Première critique pour moi... J'espère n'avoir pas - trop - fait n'importe quoi, n'hésitez pas à me lapider dans le cas contraire @_@


Titre : Blanche-Neige et les lance-missiles
Auteur : Catherine Dufour
Maison d'édition : Livre de Poche
Où le trouver : Dans votre librairie la plus proche, pourvu que celle-ci aie noué un pacte avec Satan.
Résumé :  "Tous les contes commencent par «il était une fois» et finissent par «ils se marièrent et eurent beaucoup d’enfants». Oui mais… et après ? Et si le règne de Blanche Neige avait été une horrible dictature ? Et si le miroir magique était devenu gâteux ? Et si Peau d’Âne était tombée amoureuse du prince de Cendrillon ?
Une poignée de fées du bois de Boulogne, une bande de spectres, le père Noël et sa fille, l’Ankou et sa faux, le Petit Chaperon rouge et l’affreux démon Bille Guette suffiront-ils à sauver le monde du chaos ?"

Je serais claire : ce livre est le mal.
Je ne veux pas dire "mal écrit". Non, le style est lisible - si je me souviens bien, parce que je me refuse obstinément à l'ouvrir pour vérifier.
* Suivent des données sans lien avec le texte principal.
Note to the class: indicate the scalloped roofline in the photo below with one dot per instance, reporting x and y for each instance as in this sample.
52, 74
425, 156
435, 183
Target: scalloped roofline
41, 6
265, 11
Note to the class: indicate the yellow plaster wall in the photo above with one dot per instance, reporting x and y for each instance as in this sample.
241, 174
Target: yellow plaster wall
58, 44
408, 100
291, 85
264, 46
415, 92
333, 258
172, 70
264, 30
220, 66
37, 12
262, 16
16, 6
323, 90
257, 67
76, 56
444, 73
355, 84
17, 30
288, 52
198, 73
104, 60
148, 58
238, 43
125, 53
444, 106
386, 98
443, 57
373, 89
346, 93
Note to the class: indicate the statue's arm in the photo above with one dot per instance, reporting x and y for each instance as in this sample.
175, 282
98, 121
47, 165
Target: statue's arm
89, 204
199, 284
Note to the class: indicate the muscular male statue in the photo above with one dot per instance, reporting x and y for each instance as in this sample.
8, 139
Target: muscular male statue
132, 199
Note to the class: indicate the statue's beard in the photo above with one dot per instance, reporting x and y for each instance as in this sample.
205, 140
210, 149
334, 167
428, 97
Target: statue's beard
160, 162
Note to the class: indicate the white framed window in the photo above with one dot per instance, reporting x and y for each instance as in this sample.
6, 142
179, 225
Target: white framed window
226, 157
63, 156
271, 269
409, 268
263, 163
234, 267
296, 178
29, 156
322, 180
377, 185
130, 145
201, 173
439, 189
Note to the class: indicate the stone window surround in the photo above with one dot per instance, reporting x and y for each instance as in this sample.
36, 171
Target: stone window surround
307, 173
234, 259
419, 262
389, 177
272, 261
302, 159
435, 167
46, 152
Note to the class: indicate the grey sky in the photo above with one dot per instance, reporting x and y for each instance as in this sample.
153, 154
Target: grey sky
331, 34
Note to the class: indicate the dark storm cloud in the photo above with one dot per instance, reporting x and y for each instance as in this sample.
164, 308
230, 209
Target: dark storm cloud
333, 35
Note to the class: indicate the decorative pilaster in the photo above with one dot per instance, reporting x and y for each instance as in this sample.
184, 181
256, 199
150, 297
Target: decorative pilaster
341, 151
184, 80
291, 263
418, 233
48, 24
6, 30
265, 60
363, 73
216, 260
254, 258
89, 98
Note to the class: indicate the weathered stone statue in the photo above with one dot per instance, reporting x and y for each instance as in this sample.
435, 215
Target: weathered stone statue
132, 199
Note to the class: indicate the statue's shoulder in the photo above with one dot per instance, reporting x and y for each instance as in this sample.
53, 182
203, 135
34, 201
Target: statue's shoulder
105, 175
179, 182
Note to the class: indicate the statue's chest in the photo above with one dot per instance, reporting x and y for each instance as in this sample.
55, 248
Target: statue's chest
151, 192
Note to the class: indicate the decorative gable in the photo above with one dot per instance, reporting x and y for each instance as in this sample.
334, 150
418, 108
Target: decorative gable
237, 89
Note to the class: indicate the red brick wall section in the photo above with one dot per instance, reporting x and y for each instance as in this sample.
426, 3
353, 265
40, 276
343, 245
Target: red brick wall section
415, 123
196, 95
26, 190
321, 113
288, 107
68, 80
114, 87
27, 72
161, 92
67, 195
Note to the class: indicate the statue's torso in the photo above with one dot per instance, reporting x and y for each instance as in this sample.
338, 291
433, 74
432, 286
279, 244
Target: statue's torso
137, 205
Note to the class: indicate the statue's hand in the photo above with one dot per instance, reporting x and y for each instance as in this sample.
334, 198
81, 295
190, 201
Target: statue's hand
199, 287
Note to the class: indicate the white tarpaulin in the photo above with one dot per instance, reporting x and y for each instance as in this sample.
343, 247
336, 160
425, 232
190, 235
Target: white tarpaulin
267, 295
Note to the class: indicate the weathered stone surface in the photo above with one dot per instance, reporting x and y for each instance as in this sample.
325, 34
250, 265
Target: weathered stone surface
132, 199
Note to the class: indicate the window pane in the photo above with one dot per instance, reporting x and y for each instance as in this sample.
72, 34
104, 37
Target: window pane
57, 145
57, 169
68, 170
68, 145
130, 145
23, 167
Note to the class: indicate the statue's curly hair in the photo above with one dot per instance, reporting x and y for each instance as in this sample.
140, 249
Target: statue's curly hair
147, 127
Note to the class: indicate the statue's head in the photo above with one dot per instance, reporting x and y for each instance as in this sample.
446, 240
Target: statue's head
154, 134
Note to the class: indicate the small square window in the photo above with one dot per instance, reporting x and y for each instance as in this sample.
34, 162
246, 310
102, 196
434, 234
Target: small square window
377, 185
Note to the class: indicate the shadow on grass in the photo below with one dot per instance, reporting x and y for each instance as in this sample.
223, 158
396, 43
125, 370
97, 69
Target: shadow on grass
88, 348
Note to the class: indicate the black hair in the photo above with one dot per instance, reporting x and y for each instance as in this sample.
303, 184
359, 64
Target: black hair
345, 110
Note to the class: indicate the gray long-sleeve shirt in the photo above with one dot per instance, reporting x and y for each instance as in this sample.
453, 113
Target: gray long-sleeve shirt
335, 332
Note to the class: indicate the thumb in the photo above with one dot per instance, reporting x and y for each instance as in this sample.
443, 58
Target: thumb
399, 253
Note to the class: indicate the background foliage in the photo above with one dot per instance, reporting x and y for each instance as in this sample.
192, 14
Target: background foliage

Surtout, l'auteur est plus vicieuse que ça ; voyez donc ce titre ; voyez donc l'excellente couverture de l'édition Folio !

Bref, trompée par cette publicité mensongère et les affirmations vicieuses d'un éditeur suffisamment fourbe pour ne pas hésiter à compromettre Terry Pratchett, qui n'avait rien demandé, en y comparant Catherine Dufour, à savoir donc l'auteur de ce crime contre l'humour et le bon goût ; trompée par tout ceci, dis-je, j'achetai BNLM, dont le titre est décidément beaucoup trop long.

Généralement, dans une critique, je m'attache à parler de plusieurs points de l'oeuvre : le scénario, l'univers, les personnages. Dans BNLM, le problème est vite réglé : il n'y a pas d'univers, il y a un vaste bric-à-brac-prétexte destiné à héberger les personn... les poupées-prétextes, car il n'y a pas non plus de personnages... Ni de scénario. BNLM est en fait une vaste improvisation n'importe quoiesque où l'auteur tente de caser tous ses dadas : fées, elfes, contes de fée, anges et démon, dieux et ordinateurs, fantômes et vampire, et tout ceci quasiment en même temps. Si la chose vous semble chaotique, félicitation : votre instinct ne vous a pas trompé, ce livre est un gros n'importe quoi et son "univers", si l'on peut encore se permettre un tel terme à ce stade, un amas informe dont les différentes parties relativement cohérentes ont été scotchées ensembles avec de grosses appliques de glue mal séchée.

Mais je parle, je parle, et je dois sembler bien agressive ; en plus, je n'ai même pas donné d'exemple, qu'en diraient mes profs de prépa ?! °A° Mais c'est que je voulais préparer le terrain, préparer l'Horreur, creuser jusqu'à l'œil sclérosé du cyclone, à savoir : l'humour.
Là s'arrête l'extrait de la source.